Mobilising for policy change: networking and advocacy at national level

Civil society building in Nicaragua & Bolivia

Publication date: Wednesday 28 September 2005

Dorotea Wilson, Red de Mujeres, Nicaragua
Elva Terceros, Centre for Legal Studies and Social Research (CEJIS), Bolivia

Nicaragua is plagued by chronic insecurity resulting from ongoing economic and social poverty. Augmented by domestic and community violence, family structures have been worn away, further destabilizing the nation and disproportionately burdening women.

In the face of this adversity, women activists in Nicaragua have a long history of participating in national struggles against the oppression they are subjected to, both nationally and in the household. Their main challenge is to identify viable alternatives to the choices that are predominantly determined by national political forces, whilst operating within an economic paradigm harbouring inequality and the disenfranchisement of women.

Bolstered by organisations like the national Red de Mujeres, the Women’s Network seeks to build capacity amongst civil society organisations, so that projects can sustain themselves, which, in the long term, can help to achieve permanent economic and social changes.

Similarly, Bolivia’s economy embodies inequality and disenfranchisement. A major factor contributing to the economic crisis is the majority stake of transnational companies in the country’s natural resources (especially gas and hydrocarbons), whose profits go largely unnoticed by the country’s poor.

The Bolivian context is politically sensitive and has provoked attention by donors through their Embassies. In times of crisis this has resulted in direct interventions of donor governments in the strategies harnessed by co-financing agencies. Certainly such external influences directly impact on social action by movements in civil society.

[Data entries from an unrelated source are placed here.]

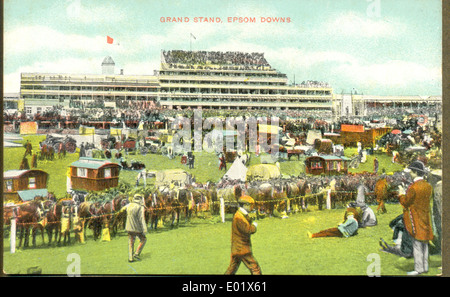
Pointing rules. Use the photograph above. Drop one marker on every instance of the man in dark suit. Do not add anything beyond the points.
(241, 230)
(416, 215)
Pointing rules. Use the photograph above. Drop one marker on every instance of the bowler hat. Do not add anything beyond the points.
(246, 199)
(418, 166)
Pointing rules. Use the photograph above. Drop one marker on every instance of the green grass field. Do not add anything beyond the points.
(206, 165)
(202, 246)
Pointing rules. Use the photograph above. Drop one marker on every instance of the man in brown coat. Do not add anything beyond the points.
(381, 193)
(136, 226)
(241, 230)
(416, 215)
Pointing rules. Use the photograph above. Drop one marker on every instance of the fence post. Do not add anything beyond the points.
(13, 233)
(222, 209)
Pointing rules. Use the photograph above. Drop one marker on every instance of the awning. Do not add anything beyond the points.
(28, 195)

An alternative strategy to such direct intervention is the establishment of a ‘social pact’ between donors, governments and local partners. This entails the fair representation of women, youth, unions and other civil society groups, and engages different stakeholders in direct dialogue with governments, avoiding disturbance of the public space by bureaucratic forces. Rather than getting stuck in old patterns and in the history of the ‘developing state’, seeking innovation and new concepts provides more potential for the development of a country, harnessing its strengths – in this case, a strong civil society.